Despite all that, though, I don't see as much of this in me as the other sins.

SLOTH
Oh man, am I ever lazy.  I will take the path of least resistance every single time.  I'm predictable that way.  If I didn't have to work, I wouldn't.  This is why a large portion of my daydreams center in some way around me and Bill winning the lottery or finding some other way out of an ordinary life and it's ordinary responsibilities.  When people tell me things like "if I won the lottery, I'd still have to work, or I'd get bored," I just scoff.  To me, a worthwhile day would begin with sleeping in.  I can be perfectly content surfing the internet, playing video games, or listening to music.  I hate work.  Even when I like my job, I hate having to go to work.  There's so much I'd rather (not) be doing right now.

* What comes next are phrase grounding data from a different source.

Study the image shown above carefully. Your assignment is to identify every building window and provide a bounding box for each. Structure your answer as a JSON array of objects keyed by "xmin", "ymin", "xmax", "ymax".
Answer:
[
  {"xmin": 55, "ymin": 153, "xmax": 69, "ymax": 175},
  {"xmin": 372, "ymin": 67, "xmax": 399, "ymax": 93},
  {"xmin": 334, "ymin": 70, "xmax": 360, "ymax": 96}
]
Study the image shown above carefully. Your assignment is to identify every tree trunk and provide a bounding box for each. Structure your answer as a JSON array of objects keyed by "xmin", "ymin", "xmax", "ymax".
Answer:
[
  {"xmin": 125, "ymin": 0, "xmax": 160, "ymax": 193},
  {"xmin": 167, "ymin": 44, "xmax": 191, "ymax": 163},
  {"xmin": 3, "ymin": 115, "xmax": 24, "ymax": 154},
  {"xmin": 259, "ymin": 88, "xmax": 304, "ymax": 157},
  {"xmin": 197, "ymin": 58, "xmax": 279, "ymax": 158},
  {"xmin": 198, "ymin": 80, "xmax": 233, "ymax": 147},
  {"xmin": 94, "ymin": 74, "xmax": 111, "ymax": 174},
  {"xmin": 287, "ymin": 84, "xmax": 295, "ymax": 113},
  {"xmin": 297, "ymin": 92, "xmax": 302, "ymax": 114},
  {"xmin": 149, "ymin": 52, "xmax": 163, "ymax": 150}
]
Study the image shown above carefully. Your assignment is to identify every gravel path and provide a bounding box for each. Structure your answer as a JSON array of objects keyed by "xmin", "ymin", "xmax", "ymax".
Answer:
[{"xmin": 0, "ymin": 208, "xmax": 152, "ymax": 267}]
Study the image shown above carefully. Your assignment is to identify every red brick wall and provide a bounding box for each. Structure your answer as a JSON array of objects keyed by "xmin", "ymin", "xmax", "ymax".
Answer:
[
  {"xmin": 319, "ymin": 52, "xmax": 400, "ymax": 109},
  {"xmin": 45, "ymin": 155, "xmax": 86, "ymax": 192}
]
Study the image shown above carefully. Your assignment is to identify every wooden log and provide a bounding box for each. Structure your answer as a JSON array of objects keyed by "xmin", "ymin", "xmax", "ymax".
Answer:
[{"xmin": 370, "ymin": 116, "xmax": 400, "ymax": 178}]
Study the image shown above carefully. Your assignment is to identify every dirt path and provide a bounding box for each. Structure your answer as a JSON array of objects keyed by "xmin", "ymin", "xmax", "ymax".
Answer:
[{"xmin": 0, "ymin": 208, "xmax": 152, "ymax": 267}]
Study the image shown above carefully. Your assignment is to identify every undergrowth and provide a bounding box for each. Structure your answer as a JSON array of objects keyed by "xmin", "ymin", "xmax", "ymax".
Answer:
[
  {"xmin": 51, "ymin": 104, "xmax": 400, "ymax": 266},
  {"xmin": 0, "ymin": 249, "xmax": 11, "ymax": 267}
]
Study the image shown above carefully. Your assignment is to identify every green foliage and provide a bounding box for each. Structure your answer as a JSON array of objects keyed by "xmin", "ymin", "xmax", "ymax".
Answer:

It's depressing, and sometimes a little bit funny, how often I'll say things like "tomorrow I'll start exercising."  Or "this weekend let's do a deep cleaning of the apartment."  These things never happen, because even the thought of doing them is exhausting.  At work, I've skipped taking a break just because it meant I'd have to get up and move to another part of the room.  How pathetic is that?

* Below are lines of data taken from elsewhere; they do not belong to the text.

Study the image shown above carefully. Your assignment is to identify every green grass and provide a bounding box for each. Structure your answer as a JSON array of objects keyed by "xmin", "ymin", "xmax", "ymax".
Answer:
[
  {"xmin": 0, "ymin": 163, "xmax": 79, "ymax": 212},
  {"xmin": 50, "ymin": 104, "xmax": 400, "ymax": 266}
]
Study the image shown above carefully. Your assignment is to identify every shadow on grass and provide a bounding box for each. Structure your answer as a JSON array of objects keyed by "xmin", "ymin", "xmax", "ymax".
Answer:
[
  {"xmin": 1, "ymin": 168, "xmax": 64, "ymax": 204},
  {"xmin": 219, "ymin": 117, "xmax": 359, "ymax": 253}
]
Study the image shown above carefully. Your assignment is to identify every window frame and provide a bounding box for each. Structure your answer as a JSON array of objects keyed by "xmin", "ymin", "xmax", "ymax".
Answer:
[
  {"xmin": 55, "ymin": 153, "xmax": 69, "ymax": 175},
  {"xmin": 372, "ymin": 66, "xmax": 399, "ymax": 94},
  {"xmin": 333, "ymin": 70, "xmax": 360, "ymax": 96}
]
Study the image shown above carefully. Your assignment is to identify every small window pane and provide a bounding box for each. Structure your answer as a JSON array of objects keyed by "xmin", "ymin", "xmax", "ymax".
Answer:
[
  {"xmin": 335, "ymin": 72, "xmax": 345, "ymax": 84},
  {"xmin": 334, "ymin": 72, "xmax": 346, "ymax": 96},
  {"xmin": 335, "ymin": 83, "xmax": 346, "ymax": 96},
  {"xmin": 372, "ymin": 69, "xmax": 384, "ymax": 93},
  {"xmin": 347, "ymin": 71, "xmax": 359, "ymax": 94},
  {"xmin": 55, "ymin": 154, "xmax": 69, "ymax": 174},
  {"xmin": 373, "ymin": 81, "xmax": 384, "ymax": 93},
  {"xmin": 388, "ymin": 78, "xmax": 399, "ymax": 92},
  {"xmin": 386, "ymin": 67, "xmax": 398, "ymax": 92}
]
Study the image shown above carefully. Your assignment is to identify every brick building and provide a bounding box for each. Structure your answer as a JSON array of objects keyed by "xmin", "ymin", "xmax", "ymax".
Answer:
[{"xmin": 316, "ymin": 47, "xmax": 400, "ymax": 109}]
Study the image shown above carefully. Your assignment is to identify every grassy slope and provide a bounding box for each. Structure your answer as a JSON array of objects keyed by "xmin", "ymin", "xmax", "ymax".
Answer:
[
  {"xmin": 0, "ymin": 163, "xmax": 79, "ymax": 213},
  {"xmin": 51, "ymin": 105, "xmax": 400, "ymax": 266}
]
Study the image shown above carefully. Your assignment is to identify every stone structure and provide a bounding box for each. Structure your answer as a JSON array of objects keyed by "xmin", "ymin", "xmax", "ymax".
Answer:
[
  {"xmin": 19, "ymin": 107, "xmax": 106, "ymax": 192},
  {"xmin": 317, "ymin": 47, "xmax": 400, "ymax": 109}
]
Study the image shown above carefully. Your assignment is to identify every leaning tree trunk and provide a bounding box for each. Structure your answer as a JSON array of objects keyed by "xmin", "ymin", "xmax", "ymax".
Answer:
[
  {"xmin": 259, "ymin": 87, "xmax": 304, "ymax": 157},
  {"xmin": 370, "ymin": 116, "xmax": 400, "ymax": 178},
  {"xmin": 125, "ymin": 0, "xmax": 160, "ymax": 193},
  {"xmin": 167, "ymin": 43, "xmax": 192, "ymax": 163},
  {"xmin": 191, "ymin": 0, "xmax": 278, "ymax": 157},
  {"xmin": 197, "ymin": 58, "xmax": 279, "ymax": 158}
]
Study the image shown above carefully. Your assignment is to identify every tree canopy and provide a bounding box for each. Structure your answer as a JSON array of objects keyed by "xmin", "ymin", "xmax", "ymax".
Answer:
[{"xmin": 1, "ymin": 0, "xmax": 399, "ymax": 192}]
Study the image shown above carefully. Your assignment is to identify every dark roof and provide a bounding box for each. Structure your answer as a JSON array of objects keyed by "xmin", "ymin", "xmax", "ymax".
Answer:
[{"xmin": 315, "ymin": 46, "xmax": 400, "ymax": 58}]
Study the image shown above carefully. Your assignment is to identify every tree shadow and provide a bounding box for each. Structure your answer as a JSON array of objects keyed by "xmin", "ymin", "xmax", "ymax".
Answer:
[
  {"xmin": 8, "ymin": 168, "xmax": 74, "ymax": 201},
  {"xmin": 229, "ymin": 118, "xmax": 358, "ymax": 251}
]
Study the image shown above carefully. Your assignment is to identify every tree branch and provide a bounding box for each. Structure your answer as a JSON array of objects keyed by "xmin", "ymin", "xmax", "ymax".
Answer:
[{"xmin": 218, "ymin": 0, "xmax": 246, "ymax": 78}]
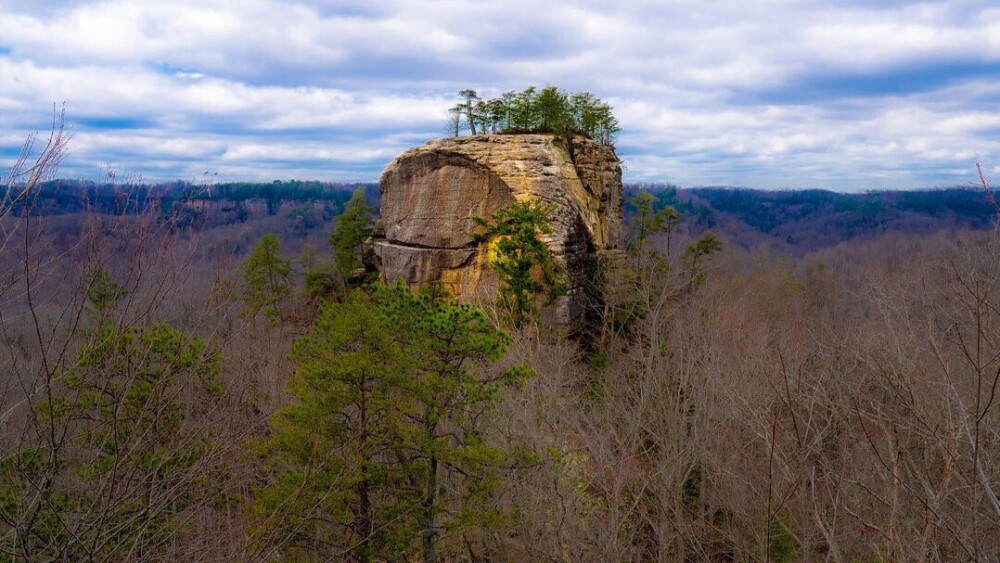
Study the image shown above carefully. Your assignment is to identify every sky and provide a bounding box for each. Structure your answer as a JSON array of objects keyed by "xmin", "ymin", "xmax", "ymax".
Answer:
[{"xmin": 0, "ymin": 0, "xmax": 998, "ymax": 191}]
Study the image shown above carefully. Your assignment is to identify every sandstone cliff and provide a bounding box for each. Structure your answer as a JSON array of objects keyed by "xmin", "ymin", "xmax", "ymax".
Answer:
[{"xmin": 368, "ymin": 134, "xmax": 624, "ymax": 324}]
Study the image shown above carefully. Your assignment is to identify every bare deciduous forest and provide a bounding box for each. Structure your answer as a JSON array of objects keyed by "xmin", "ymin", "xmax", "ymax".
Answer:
[{"xmin": 3, "ymin": 127, "xmax": 1000, "ymax": 562}]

I try to find the silver lining though.  While being slothful means I don't get anything done, it also affords me less opportunities to mess anything up. 

WRATH
Anyone that has heard me when I've suffered some slight by a person on the phone, or in a car while I'm walking, knows that there is no shortage of wrath in me.  I sometimes seethe with hatred for hours after one of these incidents, just imagining all the horrible things that could happen to the offending person.  Many people have heard me say "die in a fire" or something similar when I feel somewhat put out.
I'm not the type to act out this anger physically.  For one thing, I'm a weakling.  If I acted upon my wrathful urgings, I'd find myself on my ass more often than not.  But hateful thoughts?  Yeah, I've got that in spades.  And maybe it's with a touch of pride that I say I have a witty and particularly sharp tongue.  If you've wronged me, I may envision your death, but the revenge I carry out is usually to make you cry.  You can laugh if you want, but I've done it before.  Am I proud of that?  Well, yeah, a little.  I know it's wrong, but when that curtain of seething red rage passes over my eyes, I just don't care if your feelings are hurt.  In fact, I see it as justice.

So, there you have it.  I have to admit I'm a bit surprised.  Before I really started thinking about it, I felt like I didn't have Pride or Wrath at all.  But, if you look at the spectrum of the so-called deadly sins, I shine like a star right in the middle of them all.  But don't be too shocked or smug, you probably do too.